Лимузин опускается между застывшими на перекрестке Божьей дороги и улицы Мошенников броневиками. Тучи набегают, покуда полог их не закрывает небеса целиком, и на руины падает мгла; единственная расселина среди облаков бросает на город золотой луч осеннего солнца.
И сквозь эту расселину, в потоке ясного света, грядет Ма’элКот в силе и славе своей: супермен в модном костюме.
Струи черной Силы плетутся вокруг него – комок трепещущих угольно-темных нитей, свивающихся в могучие канаты, прежде чем протянуться туда, где взгляд не в силах следовать за ними.
Правда, не все. Самые толстые струны связывают его со мной.
Мой собственный клубок стягивается вокруг, непроглядно плотный, непроницаемый, но видеть он мне почему-то не мешает. Наверное, это логично, потому что его я воспринимаю не глазами.
Он касается земли, как танцовщик, легко и уверенно. Солнечный свет окутывает его золотым нимбом. Терракотового цвета костюм от «Армани» идеально оттеняет груды почерневших от гари обломков, перегородившие улицу.
Ха. Он отрастил бороду.
Я, кстати, тоже.
Скользнув вдоль Божьей дороги, взгляд его касается меня, и по телу пробегает разряд сродни амфетаминовому «приходу» – легкое покалывание расходится волнами от затылка по всему телу до самых кончиков пальцев.

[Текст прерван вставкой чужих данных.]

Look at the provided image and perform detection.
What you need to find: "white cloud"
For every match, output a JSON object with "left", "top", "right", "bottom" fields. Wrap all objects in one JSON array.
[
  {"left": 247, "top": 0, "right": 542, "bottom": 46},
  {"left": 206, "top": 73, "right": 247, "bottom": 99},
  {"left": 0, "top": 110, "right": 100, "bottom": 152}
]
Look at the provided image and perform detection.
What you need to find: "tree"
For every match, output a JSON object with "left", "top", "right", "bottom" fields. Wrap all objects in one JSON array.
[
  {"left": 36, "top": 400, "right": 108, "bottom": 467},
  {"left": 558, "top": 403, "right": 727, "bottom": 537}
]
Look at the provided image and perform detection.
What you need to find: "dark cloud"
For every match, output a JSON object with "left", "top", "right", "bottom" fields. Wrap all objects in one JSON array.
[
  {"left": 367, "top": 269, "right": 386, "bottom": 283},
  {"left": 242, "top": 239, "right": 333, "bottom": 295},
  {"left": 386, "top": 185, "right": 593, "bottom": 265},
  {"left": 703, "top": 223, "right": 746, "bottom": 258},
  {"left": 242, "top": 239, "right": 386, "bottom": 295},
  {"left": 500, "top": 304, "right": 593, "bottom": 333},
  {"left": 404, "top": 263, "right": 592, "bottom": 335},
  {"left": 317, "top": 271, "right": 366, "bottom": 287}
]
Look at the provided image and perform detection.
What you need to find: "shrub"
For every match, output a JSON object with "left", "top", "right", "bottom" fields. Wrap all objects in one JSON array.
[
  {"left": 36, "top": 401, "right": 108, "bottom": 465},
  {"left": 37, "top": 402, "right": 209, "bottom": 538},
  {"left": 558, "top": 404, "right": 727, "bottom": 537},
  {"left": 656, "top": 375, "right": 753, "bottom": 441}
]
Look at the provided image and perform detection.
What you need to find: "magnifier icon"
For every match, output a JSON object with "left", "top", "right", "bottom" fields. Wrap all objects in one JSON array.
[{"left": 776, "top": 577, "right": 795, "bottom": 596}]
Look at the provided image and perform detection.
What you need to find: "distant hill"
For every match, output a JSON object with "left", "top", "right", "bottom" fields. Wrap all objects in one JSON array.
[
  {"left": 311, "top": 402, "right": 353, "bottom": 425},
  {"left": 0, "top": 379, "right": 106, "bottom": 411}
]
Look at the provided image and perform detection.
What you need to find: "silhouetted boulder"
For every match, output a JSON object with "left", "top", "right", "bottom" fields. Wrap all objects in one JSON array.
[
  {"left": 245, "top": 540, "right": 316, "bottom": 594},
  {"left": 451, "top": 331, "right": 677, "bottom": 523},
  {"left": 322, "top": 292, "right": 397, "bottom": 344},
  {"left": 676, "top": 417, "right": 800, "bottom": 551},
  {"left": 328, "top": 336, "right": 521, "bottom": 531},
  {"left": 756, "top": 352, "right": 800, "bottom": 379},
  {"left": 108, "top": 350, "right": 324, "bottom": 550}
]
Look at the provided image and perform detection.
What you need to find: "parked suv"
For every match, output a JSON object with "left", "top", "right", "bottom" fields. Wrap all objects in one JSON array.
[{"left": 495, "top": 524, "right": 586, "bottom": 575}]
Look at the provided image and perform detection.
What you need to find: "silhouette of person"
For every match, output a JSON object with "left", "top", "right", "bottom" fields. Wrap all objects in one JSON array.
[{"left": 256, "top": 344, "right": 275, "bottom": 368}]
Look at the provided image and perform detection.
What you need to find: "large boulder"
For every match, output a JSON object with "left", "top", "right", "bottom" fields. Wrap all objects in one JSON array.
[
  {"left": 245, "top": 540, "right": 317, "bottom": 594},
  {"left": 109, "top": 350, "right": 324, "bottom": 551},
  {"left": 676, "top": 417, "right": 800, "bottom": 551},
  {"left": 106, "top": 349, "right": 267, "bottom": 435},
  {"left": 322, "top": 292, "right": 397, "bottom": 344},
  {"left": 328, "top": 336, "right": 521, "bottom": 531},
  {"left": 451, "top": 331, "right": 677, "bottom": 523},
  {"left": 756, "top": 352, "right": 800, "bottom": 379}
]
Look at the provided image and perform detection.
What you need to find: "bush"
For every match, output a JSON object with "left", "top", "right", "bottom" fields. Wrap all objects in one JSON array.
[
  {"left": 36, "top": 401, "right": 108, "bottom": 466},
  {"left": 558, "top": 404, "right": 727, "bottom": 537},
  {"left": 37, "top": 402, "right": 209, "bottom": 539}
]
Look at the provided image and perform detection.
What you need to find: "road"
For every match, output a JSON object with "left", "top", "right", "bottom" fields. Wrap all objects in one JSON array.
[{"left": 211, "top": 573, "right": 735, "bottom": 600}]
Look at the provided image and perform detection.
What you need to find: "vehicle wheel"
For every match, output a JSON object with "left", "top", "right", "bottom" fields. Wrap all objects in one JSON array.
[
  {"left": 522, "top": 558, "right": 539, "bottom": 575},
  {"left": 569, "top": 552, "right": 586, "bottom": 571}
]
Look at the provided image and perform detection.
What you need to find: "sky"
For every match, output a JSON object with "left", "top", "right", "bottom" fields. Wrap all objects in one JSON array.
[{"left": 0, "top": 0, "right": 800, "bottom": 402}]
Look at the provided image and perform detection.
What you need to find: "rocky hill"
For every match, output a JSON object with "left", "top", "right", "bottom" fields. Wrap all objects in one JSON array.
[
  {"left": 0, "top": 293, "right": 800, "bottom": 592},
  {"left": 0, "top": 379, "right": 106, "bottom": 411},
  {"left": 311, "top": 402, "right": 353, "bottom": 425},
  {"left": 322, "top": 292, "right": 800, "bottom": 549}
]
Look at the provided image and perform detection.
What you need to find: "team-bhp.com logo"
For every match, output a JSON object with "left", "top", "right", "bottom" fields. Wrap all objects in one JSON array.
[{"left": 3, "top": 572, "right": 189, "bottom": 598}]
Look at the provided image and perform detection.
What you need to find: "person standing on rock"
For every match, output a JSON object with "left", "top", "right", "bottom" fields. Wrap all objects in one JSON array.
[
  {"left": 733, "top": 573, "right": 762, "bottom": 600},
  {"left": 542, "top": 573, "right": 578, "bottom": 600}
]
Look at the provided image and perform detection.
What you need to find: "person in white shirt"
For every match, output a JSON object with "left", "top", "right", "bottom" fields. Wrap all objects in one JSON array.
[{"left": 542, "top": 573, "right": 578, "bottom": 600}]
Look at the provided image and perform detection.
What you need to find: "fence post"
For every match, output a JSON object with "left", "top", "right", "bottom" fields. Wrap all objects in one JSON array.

Великан светло улыбается мне.
Протянув руку к затылку, он распускает волосы, и те солнечной волной ниспадают ему на плечи. Поводит плечами, разминая их, точно борец перед выходом на арену, и тучи расходятся: неизмеримая синева распускается над его головой, словно цветок. Облака рассыпаются во все стороны, оставляя город, сумерки разбегаются от сердца всего сущего, что есть Ма’элКот.
Взгляд его приносит своего рода весну на мертвую городскую землю: из руин проклевываются алые, багряные с золотом, исчерченные красным ростки и тянутся к его сияющему лику – социальные полицейские и дворцовая стража и добрая старая имперская пехота. Люди выкапываются из каменных нор, помогают друг другу – даже раненые, даже умирающие, – лишь бы почтительно подняться и пасть ниц перед лицом своего господа.
Это выглядит причудливо .
Нет у меня другого слова.
Не в приниженном, смытом нынешнем смысле этого слова, как всего лишь «странного» или «нелепого». Причудливо в древнем, старинном значении.
При чуде .
Потому что в каком-то смысле я всегда находился здесь.
Я всегда восседал на смятом взрывной волной корпусе штурмкатера в руинах квартала Менял, глядя вдоль Божьей дороги на залитые кровью развалины Старого города, и Косалл всегда холодил мне колени. Рваные, скрученные титановые плиты вечно поскрипывали и попискивали, бесконечно остывая под моей задницей. В нескольких сотнях ярдов слева от меня от века зиял метеорным кратером провал на месте Зала суда, окруженный иззубренным венцом растаявших зданий; даже тысячелетняя циклопическая кладка стен Старого города оплыла, накренившись к реке геометрически правильной кривой, словно краешек горящей восковой свечи.